Cameron, insomma, ha alzato l’asticella con la sua idea di Big Society e ora ne paga le conseguenze. Secondo Williams i Conservatori hanno infatti adottato con grande entusiasmo una sorta di «socialismo associativo» senza rendersi conto che «il diffuso sospetto» ritiene sia
stata una scelta dettata da «opportunismo» o per «risparmiare denaro pubblico». «Molti – scrive ancora – hanno quindi ignorato quella parte di programma che contiene davvero iniziative per favorire la nascita di una Grande Società; il termine stesso è diventato in breve tempo stantio». Naturalmente, apriti cielo. Cameron ha risposto gelido di essere profondamente in disaccordo con Williams; Ian Duncan Smith, il ministro che sta ridisegnando il welfare britannico, ha messo in dubbio la moralità dell’intervento dell’Arcivescovo e Vince Cable, gran visir dei Lib-Dem e ministro alle Attività Produttive ha ricordato a Williams che i due partiti di coalizione hanno pieno mandato popolare perché hanno totalizzato molto più della metà dei voti alle elezioni.
Ma è davvero così? Non proprio. Nei programmi elettorali, ad esempio, non s’è fatta parola di triplicare le rette universitarie, ridurre tutto il deficit del Paese in una sola legislatura e riformare il servizio sanitario nazionale nella forma in cui si sta dibattendo ora in Parlamento. Anzi, Cameron aveva promesso di mantenere gli investimenti nell’NHS e proteggere i servizi pubblici essenziali. Dunque? Una volta saliti al potere tanti saluti? Smith ha accusato Williams di non capire come funziona la democrazia e soprattutto la politica, che deve reagire alla fluidità degli eventi. Ma la verità è che, se si guardano ai risultati delle elezioni del 2010, è difficile non dare ragione a Williams. Il 35% degli aventi diritto non si è neppure recato alle urne. I Conservatori, primo partito in termini di voti, hanno raccolto il 36% dei favori di quel 65% che ha in effetti votato. Non si arriva insomma a un quarto degli elettori potenziali e corrisponde a un sesto degli abitanti – di tutte le età – del Regno Unito. Se poi si conta che il 23% dei britannici ha votato i Liberaldemocratici – in numeri generali meno di 2 milioni di voti li hanno separati dai Laburisti – che spesso e volentieri avevano idee opposte a quelle dei Tory e per certi versi più vicine al New Labour, si capirà come quel mandato popolare di cui parla Cable sia in realtà abbastanza deboluccio.
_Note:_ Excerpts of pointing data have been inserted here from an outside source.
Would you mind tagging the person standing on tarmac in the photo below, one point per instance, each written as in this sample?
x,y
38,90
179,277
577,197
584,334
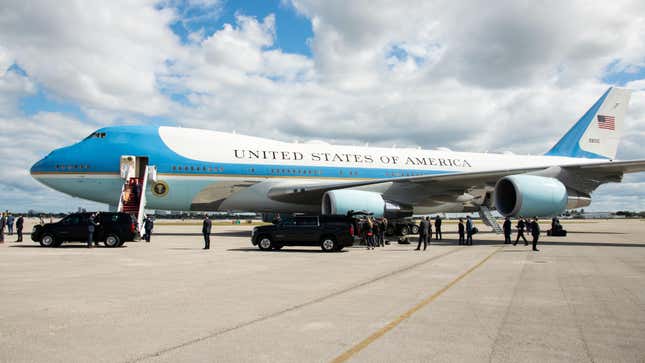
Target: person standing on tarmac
x,y
19,224
469,231
91,227
437,228
520,231
384,230
2,224
376,234
535,232
206,231
10,220
148,225
507,231
423,234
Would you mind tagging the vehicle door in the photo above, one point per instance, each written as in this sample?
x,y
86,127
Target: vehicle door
x,y
285,230
307,230
72,228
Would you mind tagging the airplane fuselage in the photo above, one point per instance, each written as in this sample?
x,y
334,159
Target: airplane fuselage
x,y
209,170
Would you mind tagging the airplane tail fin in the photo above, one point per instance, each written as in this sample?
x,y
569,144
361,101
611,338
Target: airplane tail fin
x,y
597,133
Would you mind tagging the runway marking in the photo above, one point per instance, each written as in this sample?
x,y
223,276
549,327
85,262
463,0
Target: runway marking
x,y
291,308
394,323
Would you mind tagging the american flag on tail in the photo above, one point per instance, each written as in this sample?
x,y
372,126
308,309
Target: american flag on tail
x,y
606,122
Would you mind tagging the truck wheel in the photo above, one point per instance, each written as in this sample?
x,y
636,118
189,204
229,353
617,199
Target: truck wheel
x,y
265,243
47,240
328,244
112,241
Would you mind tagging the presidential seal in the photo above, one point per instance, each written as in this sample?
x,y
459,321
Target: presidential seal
x,y
160,188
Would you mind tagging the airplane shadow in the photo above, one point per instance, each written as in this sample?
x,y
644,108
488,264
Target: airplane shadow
x,y
490,242
222,234
284,250
65,246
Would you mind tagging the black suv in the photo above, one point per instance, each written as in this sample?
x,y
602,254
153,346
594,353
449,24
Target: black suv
x,y
331,233
113,229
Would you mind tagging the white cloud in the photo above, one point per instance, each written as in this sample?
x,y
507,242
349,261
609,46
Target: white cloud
x,y
105,54
498,76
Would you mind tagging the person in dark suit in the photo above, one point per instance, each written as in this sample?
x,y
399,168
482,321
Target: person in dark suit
x,y
20,222
469,231
507,230
206,231
376,233
3,222
423,234
91,227
437,228
520,231
462,232
382,228
535,232
148,225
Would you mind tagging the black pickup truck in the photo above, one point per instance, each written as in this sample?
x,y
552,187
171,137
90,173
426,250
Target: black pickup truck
x,y
331,233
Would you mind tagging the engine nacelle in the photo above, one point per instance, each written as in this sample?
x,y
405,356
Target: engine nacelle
x,y
342,201
530,195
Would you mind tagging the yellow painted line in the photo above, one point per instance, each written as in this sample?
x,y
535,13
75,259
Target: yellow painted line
x,y
391,325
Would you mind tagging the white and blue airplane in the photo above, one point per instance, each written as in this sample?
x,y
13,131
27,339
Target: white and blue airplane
x,y
203,170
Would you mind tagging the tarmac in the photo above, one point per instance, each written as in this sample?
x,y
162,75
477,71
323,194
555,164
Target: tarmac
x,y
580,299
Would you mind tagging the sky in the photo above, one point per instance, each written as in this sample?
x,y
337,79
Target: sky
x,y
471,76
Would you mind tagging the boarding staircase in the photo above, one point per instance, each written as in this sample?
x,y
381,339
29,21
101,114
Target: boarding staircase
x,y
489,220
133,197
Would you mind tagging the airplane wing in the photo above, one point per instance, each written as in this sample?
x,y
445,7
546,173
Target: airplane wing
x,y
422,189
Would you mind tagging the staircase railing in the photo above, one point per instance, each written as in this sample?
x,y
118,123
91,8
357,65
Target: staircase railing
x,y
142,201
128,174
488,219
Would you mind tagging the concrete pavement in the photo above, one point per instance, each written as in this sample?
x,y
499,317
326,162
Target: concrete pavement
x,y
581,298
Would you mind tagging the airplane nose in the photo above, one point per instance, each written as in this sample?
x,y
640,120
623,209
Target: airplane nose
x,y
37,167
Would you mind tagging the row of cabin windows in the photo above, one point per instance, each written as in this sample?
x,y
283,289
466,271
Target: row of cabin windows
x,y
210,169
295,171
71,167
98,135
401,173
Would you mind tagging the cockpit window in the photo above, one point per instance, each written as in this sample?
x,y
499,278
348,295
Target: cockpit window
x,y
98,135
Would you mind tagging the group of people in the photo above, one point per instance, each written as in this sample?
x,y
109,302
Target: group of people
x,y
467,230
531,226
7,221
372,231
425,232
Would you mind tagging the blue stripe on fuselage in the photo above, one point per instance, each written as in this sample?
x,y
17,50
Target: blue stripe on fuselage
x,y
102,155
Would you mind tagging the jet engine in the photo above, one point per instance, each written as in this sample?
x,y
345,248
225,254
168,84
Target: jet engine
x,y
342,201
530,195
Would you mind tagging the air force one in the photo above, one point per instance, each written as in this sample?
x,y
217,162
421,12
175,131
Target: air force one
x,y
202,170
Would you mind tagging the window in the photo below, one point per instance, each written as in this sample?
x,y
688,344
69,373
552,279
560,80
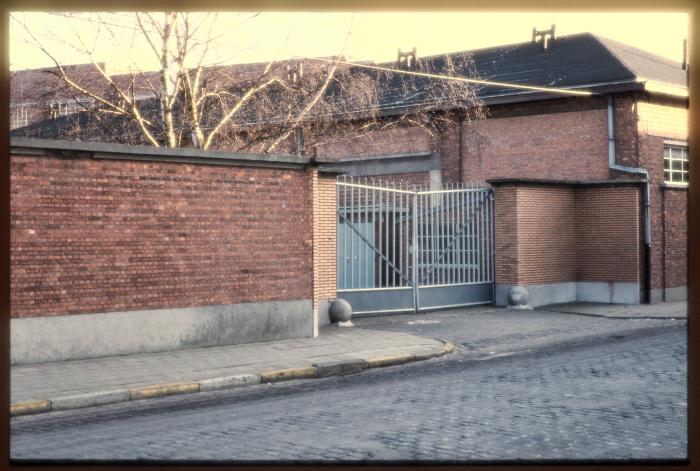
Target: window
x,y
675,164
19,118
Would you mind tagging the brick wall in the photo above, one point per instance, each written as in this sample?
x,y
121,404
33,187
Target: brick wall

Ora, siamo tutti d’accordo che queste valutazioni al pallottoliere hanno poco da spartire con la realpolitik. Però non stupiamoci se poi gli studenti prendono a bastonate la Rolls di Carlo e Camilla e i poliziotti scendono in strada contro i tagli. Williams, stringi stringi, da bravo pastore anglicano e fine intellettuale, mette governo e opposizione davanti a una serie di «scomode verità». Il passaggio che preferisco è questo: «la politica di afflato imprenditoriale, che cerca con successo sempre calante di affrontare la vita all’ombra dei grandi blocchi finanziari, non genera grande entusiasmo, sia che si etichetti Conservatrice o Progressista. In questa confusione, si ode via via una crescente richiesta di riflessione su cosa siano i principi basilari della democrazia stessa, anche sull’onda di quanto sta accadendo in Medio Oriente e Nord Africa».
Il rischio insomma è che, a lungo andare, a una Grande Società si contrapponga una Piccola Politica, prodotto di un ristretto circolo di elettori per professione.